Chairing evidence strengthens a portfolio significantly but is not strictly mandatory for a complete application. The evidence requirement is for active MDT participation, which includes presenting cases, contributing to treatment decisions, and demonstrating that your input shapes clinical outcomes - chairing is one expression of this, but a strong presenter and clinical decision-maker who has never formally chaired can still build a convincing MDT evidence strand. That said, if you have chaired MDT meetings - whether as a regular chair, a covering chair, or a case-by-case chair for particularly complex patients - document that clearly and explicitly, because it moves your role from participant to clinical leader and maps directly to the leadership strand of Domain 1 and to Domain 3. The JRCPTB Medical Oncology curriculum specifically references leadership in MDT contexts as a CiP. If your clinical post does not include chairing, focus on demonstrating that your case presentations and treatment decision contributions are consistently at consultant level in terms of depth and complexity.

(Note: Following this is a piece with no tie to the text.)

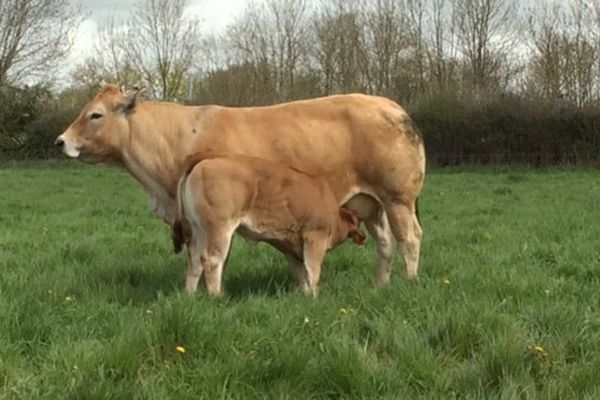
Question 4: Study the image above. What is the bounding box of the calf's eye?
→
[90,112,103,120]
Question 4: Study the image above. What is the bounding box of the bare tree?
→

How should I handle patient confidentiality when including MDT records in my portfolio?
The same anonymisation principles that apply to clinic letters apply to MDT records. Patient name, date of birth, NHS number, hospital number, and any other direct identifiers must be removed or replaced before any MDT documentation is included in a Portfolio Pathway submission. For MDT meeting minutes or logs that include lists of patient names and diagnosis, you will need to redact all patient-identifiable fields, keeping only the case details that are clinically evidential. If you are including an annotated MDT case entry as a portfolio exhibit, the exhibit should be the anonymised case record plus your annotation, not the raw MDT proforma. Tumour-site MDTs often generate structured records (for example the Systemic Anti-Cancer Therapy or SACT data forms, or MDT outcome records fed into the Cancer Outcomes and Services Dataset) - these typically include patient identifiers and require careful redaction. Check your trust's Caldicott Guardian and information governance team guidance on portfolio submissions if you are unsure about the redaction standard expected at your institution.
What if I practise in a country where cancer MDTs are not structured the same way as in the NHS?
This is a material challenge for internationally-trained oncologists applying via the Portfolio Pathway. NHS cancer MDT standards are defined by NHS England and the National Cancer Plan, and the UK MDT model - with its structured meeting format, core membership requirements, and multidisciplinary decision record - is not universal. If your experience is from a healthcare system where multidisciplinary decision-making is informal, or where the formal MDT as defined by NHS standards does not exist, assessors will need substantial contextual explanation. The practical implication is that you should obtain a UK NHS post before applying, if at all possible. From within a UK clinical role, you can generate MDT evidence that maps directly to NHS standards. If a direct application from overseas is genuinely necessary, work with your educational supervisor to produce a detailed contextual statement explaining how decision-making in your system relates to NHS MDT practice, and supplement this with any equivalent formal tumour board or multidisciplinary conference evidence you have. Direct applications without UK MDT evidence face significant additional scrutiny and additional evidence requests are common - see the article on handling additional evidence requests for how to prepare.